What Do I Need to Know Before Buying a Digital Camera?

With so many digital cameras on the market, it can be nearly impossible to know every single feature that’s available to you. Luckily, there are a few easy-to-answer questions that will help you narrow down your choices and purchase the camera that’s best suited to your needs. Read on for five questions to ask yourself before purchasing your first mirrorless camera or DSLR camera.

What kind of photography am I interested in?

The biggest mistake you can make is purchasing a camera that has a lot more than you’ll ever need or use. Ask yourself what you’re going to use the camera for and what type of photography you’ll be doing. Are you interested in portraits or wildlife? Landscapes or sports? While you can choose different lenses to help you with different photography styles, you’ll still want to pick a camera that’s suited to your main shooting subject. Also ask yourself what kind of conditions you’ll be shooting in — bright light, low light, inside, outside? Most importantly, determine if you want to learn the fine art of photography or if you’re going to be shooting mostly in auto mode. Lastly, set your budget — this will play a big role in the camera in you purchase.

Should I get a DSLR or a point-and-shoot?

Digital SLRs are more affordable than in years past, but that doesn’t mean they’re meant for everyone. A DSLR can be heavy to carry and difficult to keep clean, especially if you’re changing lenses a lot. They’re also more complicated to use than a point-and-shoot, making it ideal for people who want to learn the ins and outs of photography, but not so much for the casual photographer. On the flip side, while point-and-shoot cameras are simple to use and convenient, you just can’t get the same quality as with a DSLR. This is particularly important if you want to turn your hobby into a profession or if you plan on printing photos.

How important is optical zoom?

As you shop for digital cameras, you’ll hear the term “optical zoom” a lot. This is different than digital zoom, which you’ll also hear mentioned. The optical zoom is what you should take into consideration because it’s how much the camera can zoom in before having to switch over to the digital zoom. This plays a large role in the quality of your photos because digital zoom just enlarges pixels to make the subject look bigger and closer, which can make the image look more pixelated.

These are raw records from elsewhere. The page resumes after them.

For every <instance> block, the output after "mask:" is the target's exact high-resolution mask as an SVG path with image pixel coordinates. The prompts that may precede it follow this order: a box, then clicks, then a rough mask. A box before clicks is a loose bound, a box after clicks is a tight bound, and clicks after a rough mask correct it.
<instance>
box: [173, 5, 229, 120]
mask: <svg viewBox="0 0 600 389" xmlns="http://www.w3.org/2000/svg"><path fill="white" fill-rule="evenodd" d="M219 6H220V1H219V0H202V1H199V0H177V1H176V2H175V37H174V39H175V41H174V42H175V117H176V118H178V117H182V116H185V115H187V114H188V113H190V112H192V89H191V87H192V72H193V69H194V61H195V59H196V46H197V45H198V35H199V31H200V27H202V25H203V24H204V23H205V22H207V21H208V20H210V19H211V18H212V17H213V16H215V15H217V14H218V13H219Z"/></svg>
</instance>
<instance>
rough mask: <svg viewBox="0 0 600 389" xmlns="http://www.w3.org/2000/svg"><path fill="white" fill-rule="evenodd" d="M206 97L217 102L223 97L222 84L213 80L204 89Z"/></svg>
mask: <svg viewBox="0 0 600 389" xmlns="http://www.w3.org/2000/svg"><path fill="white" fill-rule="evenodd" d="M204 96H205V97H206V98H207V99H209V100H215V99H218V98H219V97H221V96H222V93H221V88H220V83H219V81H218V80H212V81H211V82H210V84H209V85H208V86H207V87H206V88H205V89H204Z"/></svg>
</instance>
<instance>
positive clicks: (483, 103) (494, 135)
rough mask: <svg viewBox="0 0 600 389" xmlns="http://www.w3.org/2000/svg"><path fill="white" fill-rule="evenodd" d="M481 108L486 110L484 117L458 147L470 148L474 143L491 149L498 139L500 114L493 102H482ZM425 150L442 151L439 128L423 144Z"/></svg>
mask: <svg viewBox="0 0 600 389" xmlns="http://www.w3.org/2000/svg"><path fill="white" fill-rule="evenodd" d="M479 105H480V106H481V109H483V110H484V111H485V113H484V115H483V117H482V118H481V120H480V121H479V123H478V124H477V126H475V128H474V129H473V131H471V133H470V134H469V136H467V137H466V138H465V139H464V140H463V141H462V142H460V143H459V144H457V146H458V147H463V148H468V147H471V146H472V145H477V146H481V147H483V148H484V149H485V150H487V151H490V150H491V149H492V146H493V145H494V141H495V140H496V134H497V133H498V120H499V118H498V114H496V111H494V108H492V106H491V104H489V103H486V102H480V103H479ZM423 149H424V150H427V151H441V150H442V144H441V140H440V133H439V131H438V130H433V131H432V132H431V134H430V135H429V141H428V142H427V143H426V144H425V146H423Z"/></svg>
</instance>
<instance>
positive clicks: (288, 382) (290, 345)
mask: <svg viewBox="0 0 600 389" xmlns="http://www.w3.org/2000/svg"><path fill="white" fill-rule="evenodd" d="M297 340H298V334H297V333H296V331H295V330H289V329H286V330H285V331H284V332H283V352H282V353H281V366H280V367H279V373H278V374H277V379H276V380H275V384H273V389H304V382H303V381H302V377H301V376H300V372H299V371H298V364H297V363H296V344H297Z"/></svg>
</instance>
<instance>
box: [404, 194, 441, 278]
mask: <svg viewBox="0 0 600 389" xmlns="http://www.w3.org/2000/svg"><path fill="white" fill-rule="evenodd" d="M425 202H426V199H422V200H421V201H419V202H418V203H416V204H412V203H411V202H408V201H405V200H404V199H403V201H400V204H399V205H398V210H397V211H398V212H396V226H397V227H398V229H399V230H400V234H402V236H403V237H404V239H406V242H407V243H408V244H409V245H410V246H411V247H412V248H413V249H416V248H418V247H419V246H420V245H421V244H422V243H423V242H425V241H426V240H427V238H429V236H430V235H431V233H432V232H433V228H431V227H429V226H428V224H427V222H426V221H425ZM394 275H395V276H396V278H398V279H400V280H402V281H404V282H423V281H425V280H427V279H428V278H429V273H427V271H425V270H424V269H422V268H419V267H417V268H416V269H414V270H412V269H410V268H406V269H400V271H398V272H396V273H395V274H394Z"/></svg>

Can I try the camera before I buy it?

Sure, to an extent. You can ask the salesperson if you can test the camera. You won’t be able to take it out of the store, of course, but you can pick it up to see how it fits your hand and how heavy it is. You can also check out the frequently used functions and menus. You may even be able to take a few shots in the store to see how it works and to check out the flash.

Which camera is the best?

There’s really no straightforward answer to this question. Even top-of-the-line cameras have differences — where one may be better performance-wise, another may have more features. The real question is which camera is best for you and your needs? Otherwise, you could end up spending much more than you planned to for a camera that you won’t use to its full potential, only to find out that a newer, “better” model is on the shelves in six months.